Copyrights & Dragons

Mission Statement
To make a game that sticks to traditional D&D tone and feel while also taking the gameplay in a new direction.

Design Principles
-Stick to the legacy things I hate about D&D that I could maybe perhaps like if they were implemented differently, but throw away the things that are just plain annoying to play with.
-Much like how 4E made people care about the battlefield I want to give the game a twist, and I will be making combat revolve around timing your powers and using them at the right time during the ebb and flow of combat.
-Do away with the arms race style of traditional progression and focus on conditional abilities that add versatility instead.

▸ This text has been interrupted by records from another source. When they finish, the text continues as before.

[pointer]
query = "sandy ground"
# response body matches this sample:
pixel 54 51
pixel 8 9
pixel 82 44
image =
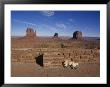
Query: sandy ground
pixel 34 70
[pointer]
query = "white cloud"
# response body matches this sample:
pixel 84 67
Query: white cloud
pixel 24 22
pixel 47 13
pixel 61 25
pixel 71 20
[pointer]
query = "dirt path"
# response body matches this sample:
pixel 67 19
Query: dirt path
pixel 34 70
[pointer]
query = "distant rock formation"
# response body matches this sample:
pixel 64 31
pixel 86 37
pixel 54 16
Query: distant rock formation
pixel 77 35
pixel 30 33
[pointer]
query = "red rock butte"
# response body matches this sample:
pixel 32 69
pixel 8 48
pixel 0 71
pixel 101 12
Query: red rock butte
pixel 30 33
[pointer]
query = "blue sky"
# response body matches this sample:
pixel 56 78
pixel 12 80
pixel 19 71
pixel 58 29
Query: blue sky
pixel 46 23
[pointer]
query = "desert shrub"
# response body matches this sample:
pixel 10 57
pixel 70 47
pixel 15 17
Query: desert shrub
pixel 44 46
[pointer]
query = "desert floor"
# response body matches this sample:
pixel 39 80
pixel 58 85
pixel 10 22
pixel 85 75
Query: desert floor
pixel 34 70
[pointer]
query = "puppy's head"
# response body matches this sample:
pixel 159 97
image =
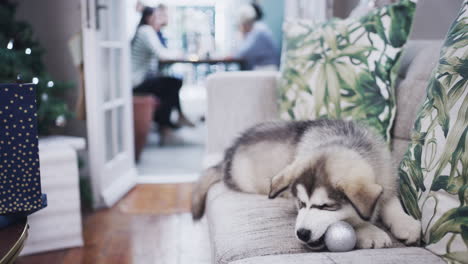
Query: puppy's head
pixel 335 186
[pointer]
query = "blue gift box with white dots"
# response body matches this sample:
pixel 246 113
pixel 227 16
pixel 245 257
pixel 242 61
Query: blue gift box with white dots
pixel 20 185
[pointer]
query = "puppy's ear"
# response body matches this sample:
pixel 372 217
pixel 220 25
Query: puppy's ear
pixel 356 178
pixel 281 181
pixel 363 196
pixel 279 184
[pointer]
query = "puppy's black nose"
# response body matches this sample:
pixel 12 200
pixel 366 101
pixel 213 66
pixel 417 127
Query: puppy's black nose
pixel 303 234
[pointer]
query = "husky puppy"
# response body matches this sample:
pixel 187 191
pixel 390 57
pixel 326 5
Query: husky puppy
pixel 333 170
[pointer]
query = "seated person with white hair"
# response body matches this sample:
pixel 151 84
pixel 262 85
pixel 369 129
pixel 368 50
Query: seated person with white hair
pixel 257 50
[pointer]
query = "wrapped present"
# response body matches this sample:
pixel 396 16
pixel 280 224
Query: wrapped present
pixel 20 185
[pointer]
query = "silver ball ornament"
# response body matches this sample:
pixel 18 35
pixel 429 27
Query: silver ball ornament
pixel 340 237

-Streamline a lot, you should be able to remember all the rules after a single read through the book, disregarding individual abilities.

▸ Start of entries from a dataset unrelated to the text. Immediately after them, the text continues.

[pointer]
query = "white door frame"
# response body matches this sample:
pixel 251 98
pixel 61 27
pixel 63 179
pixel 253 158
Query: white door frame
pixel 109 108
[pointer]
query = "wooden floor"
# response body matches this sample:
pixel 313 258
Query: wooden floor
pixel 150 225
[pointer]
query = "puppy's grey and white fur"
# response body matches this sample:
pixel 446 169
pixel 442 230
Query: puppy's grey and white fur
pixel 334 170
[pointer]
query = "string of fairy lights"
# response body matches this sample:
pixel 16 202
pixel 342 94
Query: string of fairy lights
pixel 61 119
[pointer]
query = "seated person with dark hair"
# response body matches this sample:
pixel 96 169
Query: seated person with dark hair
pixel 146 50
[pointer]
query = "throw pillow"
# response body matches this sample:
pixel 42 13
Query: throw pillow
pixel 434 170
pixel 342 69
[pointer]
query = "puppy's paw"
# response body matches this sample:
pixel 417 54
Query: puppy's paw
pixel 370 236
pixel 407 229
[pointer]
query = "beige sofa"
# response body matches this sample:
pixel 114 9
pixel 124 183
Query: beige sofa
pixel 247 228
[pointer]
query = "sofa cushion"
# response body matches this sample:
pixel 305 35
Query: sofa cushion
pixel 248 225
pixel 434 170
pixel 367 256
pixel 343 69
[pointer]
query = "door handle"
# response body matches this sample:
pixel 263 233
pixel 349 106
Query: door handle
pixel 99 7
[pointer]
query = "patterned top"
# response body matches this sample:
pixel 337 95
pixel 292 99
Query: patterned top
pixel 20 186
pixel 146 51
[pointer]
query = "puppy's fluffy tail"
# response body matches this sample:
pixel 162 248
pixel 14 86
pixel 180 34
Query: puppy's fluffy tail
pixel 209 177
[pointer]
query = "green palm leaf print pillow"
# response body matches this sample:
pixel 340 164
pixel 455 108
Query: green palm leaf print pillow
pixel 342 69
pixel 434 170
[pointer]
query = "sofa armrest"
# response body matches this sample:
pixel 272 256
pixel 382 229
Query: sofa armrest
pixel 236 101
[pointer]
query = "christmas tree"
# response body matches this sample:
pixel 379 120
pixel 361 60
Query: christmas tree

-Make it clear that PCs are heroes capable of taking on armies, with mechanics for them tending towards success, and to make combat fun whether it is versus hordes, bosses, or a duel against a rival foe of similarly mythic proportions.

Flavor
Pretty minimalistic. You are a Hero, you might not be a well known one yet, but there already are bards singing tales of your exploits somewhere and you damn well deserve them. Only a few individuals become the stuff of legends, and it is rarely intentional. Some gained their fame after saving a community from a pack of raiders, others are rumored to be the bastard offspring of a Deity with a mortal, and a certain few are perhaps just lucky enough to be wielding items of untold power. No matter the origin, Heroes are the stuff epics are born from... if they live long enough to see their tales through.

Mechanics
-Characters have the six traditional Ability Scores, which are fixed after character creation. Then there's Hit Points (possibly to be renamed) and Action Points which are both variable. Ability Scores thusly serve as what other editions have as Skills, Defenses, etc.

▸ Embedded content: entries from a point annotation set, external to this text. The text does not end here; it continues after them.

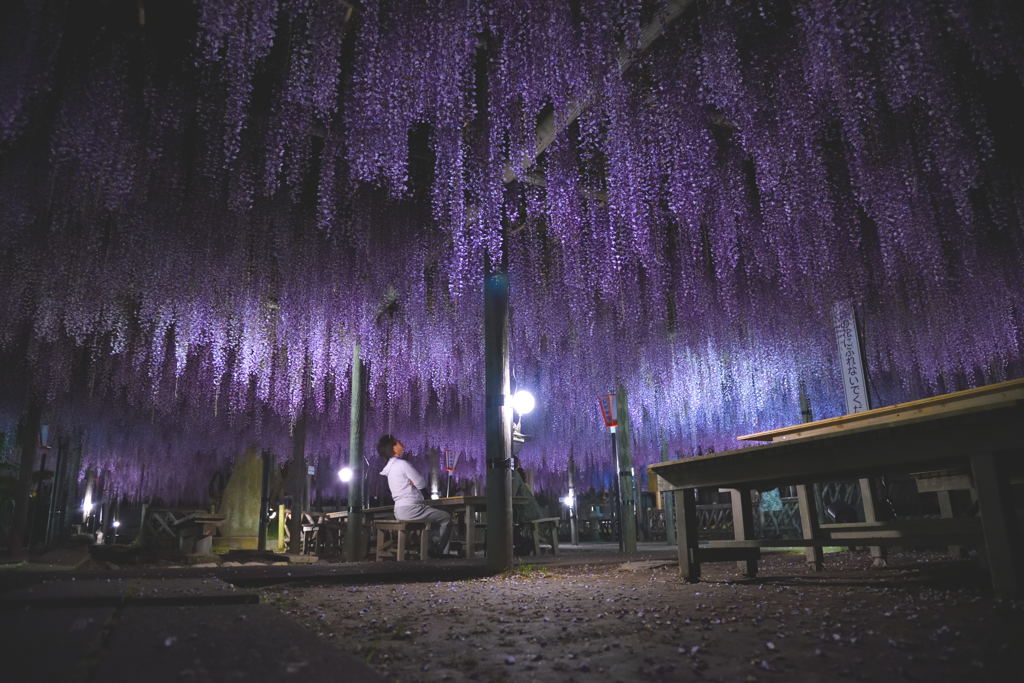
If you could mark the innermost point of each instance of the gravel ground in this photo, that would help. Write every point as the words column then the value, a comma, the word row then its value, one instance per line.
column 922, row 619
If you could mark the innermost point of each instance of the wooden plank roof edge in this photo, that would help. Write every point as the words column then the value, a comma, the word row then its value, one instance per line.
column 1005, row 411
column 852, row 418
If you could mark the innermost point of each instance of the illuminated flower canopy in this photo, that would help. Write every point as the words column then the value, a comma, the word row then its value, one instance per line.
column 202, row 213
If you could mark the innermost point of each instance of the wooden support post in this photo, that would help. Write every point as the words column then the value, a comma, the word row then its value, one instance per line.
column 742, row 526
column 686, row 531
column 670, row 505
column 56, row 484
column 498, row 419
column 264, row 499
column 354, row 535
column 627, row 485
column 281, row 529
column 809, row 525
column 28, row 441
column 998, row 524
column 298, row 484
column 573, row 527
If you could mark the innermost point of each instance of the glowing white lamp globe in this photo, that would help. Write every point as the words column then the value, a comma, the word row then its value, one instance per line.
column 523, row 401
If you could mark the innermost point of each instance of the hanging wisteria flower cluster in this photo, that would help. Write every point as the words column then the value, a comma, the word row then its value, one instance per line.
column 202, row 215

-Core resolution is rolling a d20 under your ability score. This replaces BAB, Skill Ranks, etc.
-There are no modifiers for easier/harder tasks, but you may spend AP to succeed at any task whose roll you have failed and a 'harder' task makes it so you have to spend more AP. You are heroes, after all, you can damn well do anything you put your mind to if you try hard enough.
-AP are a PC's lifeblood. They can be regained by doing things according to the PC's Alignment (d20 Modern style Alignment) aka not-Aspects.
-Powers are in, nearly all of them require the spending of AP, and depending on their category repeating their use in the same combat will either be impossible, suffer heavy penalties, or be actually free to pull off.
-Combat (whether it is physical, social or otherwise) has a Flow system which keeps track of how many rounds have passed. Flow is a measure of the rising tension in combat as people make mistakes, enemies seize each other's weaknesses, and moves get easier to read. As Flow goes higher some of your Powers grow stronger, others become weaker, and things generally change a lot.
-Central to a PC is their Power Source, it serves as a template which they can use to channel their AP in different ways. Arcane PCs can enhance their Powers metamagic style with extra AP, Divine PCs are at best when taking action in name of their alignment, to give a few examples.
-Races and Classes both provide a PC with a tree of Powers to take after each level up. Controller types are better at high Flow when they can get their doomsday spells just right, Strikers rely on low-Flow hit and run tactics, and so on.
-Feats are out, everything that actually requires rules is a Power and is active. If it is not a Power, you can roll an Ability Check for it.
-As for items, you are assumed to possess most kinds of mundane gear, with magical equipment being equivalent in rarity and usefulness to a Power, and acquired by the same means.
-NPCs come in three forms: Minions, Elites and Mythics. Minions are unnamed and have minimal statblocks, Elites are named characters and just like PCs complete with having names and tales about them and everything, while Mythics are monsters of legend with puzzle-like elements to them.